Delete a folder in a GCS bucket.

Parameters:

Name	Type	Description	Default
`client`	`Client`	The GCS client instance.	required
`bucket_name`	`str`	The name of the GCS bucket.	required
`folder_path`	`str`	The path of the folder to delete.	required

Returns:

Type	Description
`bool`	True if the folder was deleted successfully, otherwise False.

Examples:

>>> client = storage.Client()
>>> delete_folder(client, 'mybucket', 'path/to/folder/')
True

`download_file(client: storage.Client, bucket_name: str, object_name: str, local_path: str, overwrite: bool = False) -> bool`

Download a file from a GCS bucket to a local directory.

Parameters:

Name	Type	Description	Default
`client`	`Client`	The GCS client instance.	required
`bucket_name`	`str`	The name of the GCS bucket from which to download the file.	required
`object_name`	`str`	The GCS object name of the file to download.	required
`local_path`	`str`	The local file path where the downloaded file will be saved.	required
`overwrite`	`bool`	If True, overwrite the local file if it exists.	`False`

Returns:

Type	Description
`bool`	True if the file was downloaded successfully, False otherwise.

Examples:

>>> client = storage.Client()
>>> download_file(
...     client,
...     'mybucket',
...     'folder/gcs_file.txt',
...     '/path/to/download.txt'
... )
True

`download_folder(client: storage.Client, bucket_name: str, prefix: str, local_path: str, overwrite: bool = False) -> bool`

Download a folder from a GCS bucket to a local directory.

Parameters:

Name	Type	Description	Default
`client`	`Client`	The GCS client instance.	required
`bucket_name`	`str`	The name of the GCS bucket from which to download the folder.	required
`prefix`	`str`	The GCS prefix of the folder to download.	required
`local_path`	`str`	The local directory path where the downloaded folder will be saved.	required
`overwrite`	`bool`	If True, overwrite existing local files if they exist.	`False`

Returns:

Type	Description
`bool`	True if the folder was downloaded successfully, False otherwise.

Examples:

>>> client = storage.Client()
>>> download_folder(
...     client,
...     'mybucket',
...     'folder/subfolder/',
...     '/path/to/local_folder',
...     overwrite=False
... )
True

`file_exists(client: storage.Client, bucket_name: str, object_name: str) -> bool`

Check if a specific file exists in a GCS bucket.

Parameters:

Name	Type	Description	Default
`client`	`Client`	The GCS client.	required
`bucket_name`	`str`	The name of the bucket.	required
`object_name`	`str`	The GCS object name to check for existence.	required

Returns:

Type	Description
`bool`	True if the file exists, otherwise False.

Examples:

>>> client = storage.Client()
>>> file_exists(client, 'mybucket', 'folder/file.txt')
True

`get_table_columns(table_path) -> List[str]`

Return the column names for given bigquery table.
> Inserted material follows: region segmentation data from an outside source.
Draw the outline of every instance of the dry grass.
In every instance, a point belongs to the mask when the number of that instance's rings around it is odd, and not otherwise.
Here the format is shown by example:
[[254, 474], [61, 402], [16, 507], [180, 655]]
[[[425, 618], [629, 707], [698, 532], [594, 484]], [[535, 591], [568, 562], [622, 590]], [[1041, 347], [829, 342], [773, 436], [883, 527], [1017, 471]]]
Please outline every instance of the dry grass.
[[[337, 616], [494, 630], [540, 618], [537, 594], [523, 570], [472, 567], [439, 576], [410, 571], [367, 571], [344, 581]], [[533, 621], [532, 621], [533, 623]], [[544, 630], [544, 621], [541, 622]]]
`is_gcs_directory(client: storage.Client, bucket_name: str, object_name: str) -> bool`

Check if a GCS key is a directory by listing its contents.

Parameters:

Name	Type	Description	Default
`client`	`Client`	The GCS client instance.	required
`bucket_name`	`str`	The name of the GCS bucket.	required
`object_name`	`str`	The GCS object name to check.	required

Returns:

Type	Description
`bool`	True if the key represents a directory, False otherwise.

`list_files(client: storage.Client, bucket_name: str, prefix: str = '') -> List[str]`

List files in a GCS bucket that match a specific prefix.

Parameters:

Name	Type	Description	Default
`client`	`Client`	The GCS client.	required
`bucket_name`	`str`	The name of the bucket.	required
`prefix`	`str`	The prefix to filter files, by default "".	`''`

Returns:

Type	Description
`List[str]`	A list of GCS object keys matching the prefix.

Examples:

>>> client = storage.Client()
>>> list_files(client, 'mybucket', 'folder_prefix/')
['folder_prefix/file1.txt', 'folder_prefix/file2.txt']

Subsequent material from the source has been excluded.